The Trade-Off With Type 2 Errors
Lowering alpha to reduce your Type 1 error risk doesn’t come free. It increases the probability of making a Type 2 error, which is a false negative: failing to detect a real effect. If you set an extremely strict alpha of 0.001, you’ll almost never declare a false positive, but you’ll miss genuine effects more often because your bar for “convincing evidence” is so high.
This is why researchers don’t simply set alpha at 0.001 for every study. The choice depends on context. In a drug safety trial where a false positive could lead to an ineffective treatment being approved, a lower alpha makes sense. In an exploratory study where missing a real finding is the bigger concern, a more lenient alpha might be appropriate. The balance between these two types of errors is one of the core decisions in study design.

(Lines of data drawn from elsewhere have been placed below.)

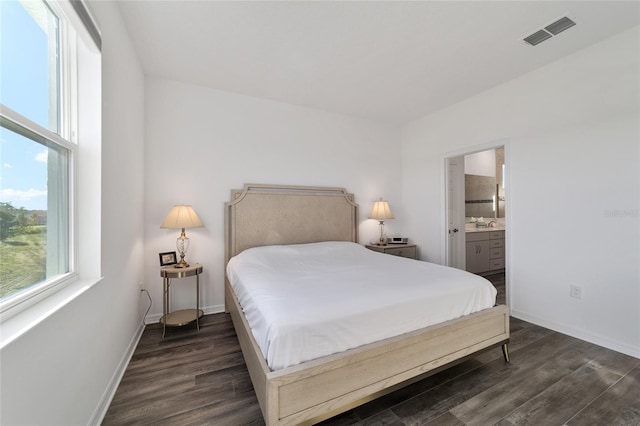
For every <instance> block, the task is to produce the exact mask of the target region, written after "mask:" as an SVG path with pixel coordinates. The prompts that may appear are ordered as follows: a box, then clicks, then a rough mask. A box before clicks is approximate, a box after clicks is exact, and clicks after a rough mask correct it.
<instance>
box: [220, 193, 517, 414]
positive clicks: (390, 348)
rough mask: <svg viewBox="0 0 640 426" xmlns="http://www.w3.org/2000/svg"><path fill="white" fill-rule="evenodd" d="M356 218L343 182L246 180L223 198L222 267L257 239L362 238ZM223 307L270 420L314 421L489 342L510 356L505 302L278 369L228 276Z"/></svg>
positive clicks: (418, 375) (353, 238)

Why Multiple Tests Change the Odds
The 5% false-positive rate applies to a single test. When you run multiple tests on the same dataset, the overall probability of making at least one Type 1 error rises quickly. This overall rate is called the familywise error rate.

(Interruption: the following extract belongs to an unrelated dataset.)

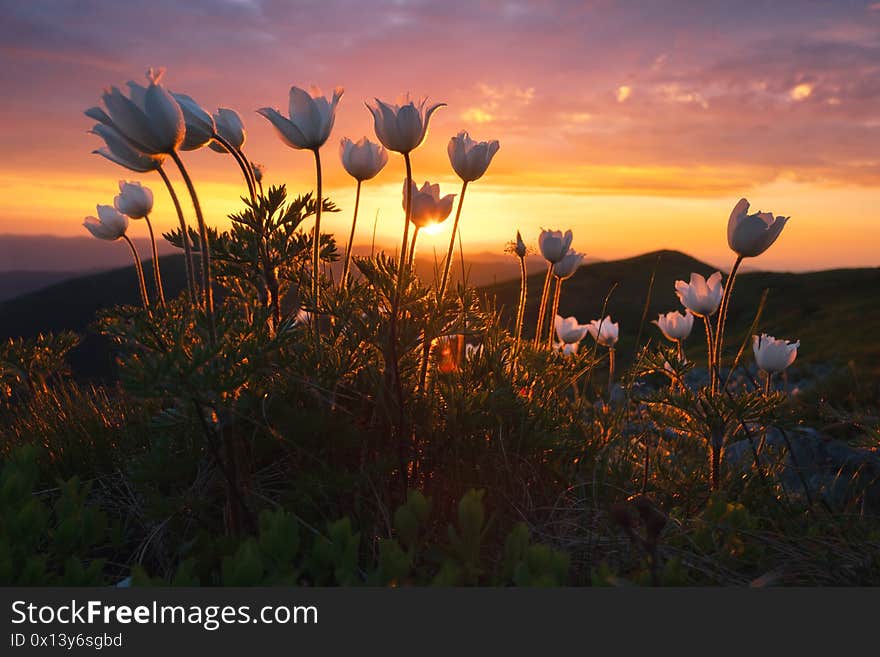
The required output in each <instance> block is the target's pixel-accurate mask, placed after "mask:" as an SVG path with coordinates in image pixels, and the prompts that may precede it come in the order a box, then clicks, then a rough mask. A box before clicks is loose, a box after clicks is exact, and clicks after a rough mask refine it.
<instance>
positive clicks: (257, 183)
mask: <svg viewBox="0 0 880 657" xmlns="http://www.w3.org/2000/svg"><path fill="white" fill-rule="evenodd" d="M235 152H236V153H237V154H238V157H239V158H240V161H241V162H242V163H243V164H244V175H245V177H246V178H249V179H250V181H251V186H252V187H253V188H254V193H255V194H256V192H257V190H258V189H259V190H260V196H262V195H263V185H262V183H258V182H257V176H256V174H255V173H254V168H253V167H252V166H251V161H250V160H249V159H248V158H247V155H245V154H244V151H243V150H242V149H241V148H236V149H235Z"/></svg>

If you test 20 different hypotheses at alpha = 0.05, you’d expect about one false positive even if none of the effects are real. Run 100 tests, and you’d expect roughly five. The math is straightforward: each individual test carries a 5% chance of a false alarm, and those chances accumulate across tests.
Researchers use correction methods to keep the overall Type 1 error rate in check. The most well-known is the Bonferroni correction, which divides the desired overall error rate by the number of tests. If you want a 5% familywise error rate across 10 tests, each individual test uses an alpha of 0.005 (0.05 divided by 10). This is simple but conservative, meaning it can make it harder to detect real effects.

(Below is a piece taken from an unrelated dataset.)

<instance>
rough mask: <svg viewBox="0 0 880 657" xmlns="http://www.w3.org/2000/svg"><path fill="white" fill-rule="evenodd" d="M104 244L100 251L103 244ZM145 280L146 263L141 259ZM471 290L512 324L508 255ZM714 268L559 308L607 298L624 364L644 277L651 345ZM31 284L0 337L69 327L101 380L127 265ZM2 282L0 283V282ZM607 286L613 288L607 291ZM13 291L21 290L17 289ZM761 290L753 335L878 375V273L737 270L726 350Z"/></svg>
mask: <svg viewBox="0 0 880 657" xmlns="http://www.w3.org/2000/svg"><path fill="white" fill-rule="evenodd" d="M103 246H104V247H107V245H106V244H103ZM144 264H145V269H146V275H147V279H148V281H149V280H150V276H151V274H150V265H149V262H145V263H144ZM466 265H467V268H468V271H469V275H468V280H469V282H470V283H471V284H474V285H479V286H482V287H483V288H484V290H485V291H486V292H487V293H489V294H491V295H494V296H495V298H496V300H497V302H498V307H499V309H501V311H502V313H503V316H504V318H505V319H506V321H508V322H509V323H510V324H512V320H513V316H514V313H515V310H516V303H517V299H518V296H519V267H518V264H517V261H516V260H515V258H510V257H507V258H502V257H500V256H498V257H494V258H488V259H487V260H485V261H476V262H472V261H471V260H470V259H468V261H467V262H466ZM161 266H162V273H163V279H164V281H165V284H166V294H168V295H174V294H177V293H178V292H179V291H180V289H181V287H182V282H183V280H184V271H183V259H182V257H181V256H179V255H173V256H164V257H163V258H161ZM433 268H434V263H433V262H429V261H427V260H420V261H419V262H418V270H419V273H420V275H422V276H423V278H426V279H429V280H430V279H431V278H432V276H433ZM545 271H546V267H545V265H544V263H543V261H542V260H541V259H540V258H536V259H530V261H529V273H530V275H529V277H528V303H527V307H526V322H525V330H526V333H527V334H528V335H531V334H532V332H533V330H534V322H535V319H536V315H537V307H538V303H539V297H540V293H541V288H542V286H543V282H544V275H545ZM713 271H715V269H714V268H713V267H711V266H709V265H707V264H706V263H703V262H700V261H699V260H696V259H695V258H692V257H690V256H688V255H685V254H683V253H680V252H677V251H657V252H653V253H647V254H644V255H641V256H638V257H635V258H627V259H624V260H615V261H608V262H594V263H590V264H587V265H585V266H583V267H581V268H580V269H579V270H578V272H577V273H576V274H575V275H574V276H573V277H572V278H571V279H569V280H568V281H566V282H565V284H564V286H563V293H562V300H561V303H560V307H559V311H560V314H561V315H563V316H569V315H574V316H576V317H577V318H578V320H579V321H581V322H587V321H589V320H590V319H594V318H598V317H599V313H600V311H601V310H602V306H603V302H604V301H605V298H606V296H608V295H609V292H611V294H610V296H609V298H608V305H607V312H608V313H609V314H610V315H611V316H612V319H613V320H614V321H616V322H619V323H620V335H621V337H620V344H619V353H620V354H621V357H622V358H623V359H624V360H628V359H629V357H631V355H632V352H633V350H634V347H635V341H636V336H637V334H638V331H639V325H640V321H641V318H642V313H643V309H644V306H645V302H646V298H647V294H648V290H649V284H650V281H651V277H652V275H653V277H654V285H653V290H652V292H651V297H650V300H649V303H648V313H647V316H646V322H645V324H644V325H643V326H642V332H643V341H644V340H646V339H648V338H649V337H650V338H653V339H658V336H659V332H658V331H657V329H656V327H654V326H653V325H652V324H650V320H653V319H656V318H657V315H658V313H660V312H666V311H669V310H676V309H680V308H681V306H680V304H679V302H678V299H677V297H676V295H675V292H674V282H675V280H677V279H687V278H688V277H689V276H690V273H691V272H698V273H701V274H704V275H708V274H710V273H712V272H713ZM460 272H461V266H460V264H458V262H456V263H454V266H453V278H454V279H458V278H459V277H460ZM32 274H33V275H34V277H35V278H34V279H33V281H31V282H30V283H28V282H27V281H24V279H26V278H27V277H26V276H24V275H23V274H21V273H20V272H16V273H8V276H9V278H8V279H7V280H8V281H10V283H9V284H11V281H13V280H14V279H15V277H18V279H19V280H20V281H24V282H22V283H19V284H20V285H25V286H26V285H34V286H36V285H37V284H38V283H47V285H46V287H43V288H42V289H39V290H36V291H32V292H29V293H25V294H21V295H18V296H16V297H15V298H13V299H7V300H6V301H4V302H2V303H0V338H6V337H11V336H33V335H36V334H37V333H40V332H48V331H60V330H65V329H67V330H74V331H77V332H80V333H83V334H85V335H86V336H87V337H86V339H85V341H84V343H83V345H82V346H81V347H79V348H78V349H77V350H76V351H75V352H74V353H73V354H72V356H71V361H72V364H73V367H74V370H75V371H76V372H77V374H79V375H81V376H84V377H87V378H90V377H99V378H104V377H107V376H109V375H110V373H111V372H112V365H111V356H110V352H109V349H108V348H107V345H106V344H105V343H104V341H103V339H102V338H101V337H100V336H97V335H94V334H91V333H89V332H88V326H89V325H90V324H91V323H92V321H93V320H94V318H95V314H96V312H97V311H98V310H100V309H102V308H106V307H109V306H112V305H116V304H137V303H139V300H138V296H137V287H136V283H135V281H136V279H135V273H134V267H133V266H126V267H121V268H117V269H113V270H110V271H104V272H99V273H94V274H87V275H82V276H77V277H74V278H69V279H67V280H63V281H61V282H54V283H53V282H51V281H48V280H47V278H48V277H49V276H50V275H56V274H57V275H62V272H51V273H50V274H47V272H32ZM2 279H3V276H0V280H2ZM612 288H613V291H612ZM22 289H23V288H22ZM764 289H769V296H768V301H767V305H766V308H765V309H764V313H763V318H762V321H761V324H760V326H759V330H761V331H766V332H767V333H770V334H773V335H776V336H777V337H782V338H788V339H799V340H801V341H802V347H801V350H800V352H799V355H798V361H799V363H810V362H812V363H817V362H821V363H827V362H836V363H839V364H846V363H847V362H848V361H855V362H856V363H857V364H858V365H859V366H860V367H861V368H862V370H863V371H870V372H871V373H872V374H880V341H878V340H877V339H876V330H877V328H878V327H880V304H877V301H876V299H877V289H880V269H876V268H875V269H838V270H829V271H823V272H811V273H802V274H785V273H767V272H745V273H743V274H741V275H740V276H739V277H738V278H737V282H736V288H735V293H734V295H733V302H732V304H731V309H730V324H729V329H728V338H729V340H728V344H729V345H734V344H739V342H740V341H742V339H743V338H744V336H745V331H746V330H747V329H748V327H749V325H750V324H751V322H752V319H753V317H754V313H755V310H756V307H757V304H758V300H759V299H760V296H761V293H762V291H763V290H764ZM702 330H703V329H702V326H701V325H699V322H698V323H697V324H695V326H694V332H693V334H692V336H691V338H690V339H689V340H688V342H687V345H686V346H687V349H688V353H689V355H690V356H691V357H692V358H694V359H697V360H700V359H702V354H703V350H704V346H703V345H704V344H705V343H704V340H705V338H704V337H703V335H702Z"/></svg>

More sophisticated approaches offer a better balance. Holm’s method, for instance, orders p-values from smallest to largest and applies progressively less strict thresholds as it moves through them. The Simes-Hochberg method works in the opposite direction, starting with the largest p-values first and is more powerful than Holm’s, though it requires that the tests be independent of each other. These sequential methods control the false-positive rate while preserving more statistical power than a blanket Bonferroni correction.
Choosing the Right Alpha for Your Situation
There’s no universal “correct” alpha. The 0.05 standard is a default, not an optimization. The right choice depends on what’s at stake. Fields where false positives are expensive or dangerous, like pharmaceutical development or genomics, often use stricter thresholds. Genome-wide association studies, for example, routinely use alpha levels of 0.00000005 because they’re testing millions of genetic variants simultaneously.
If you’re evaluating a study or running your own analysis, the key question is: what happens if this result is a false positive? If the downstream cost is high, a stricter alpha protects you. If the cost of missing a true effect is higher, a more lenient alpha paired with a larger sample size is the better strategy. Either way, the probability of a Type 1 error is the number you set it to be. It’s one of the few things in statistics that’s entirely under your control.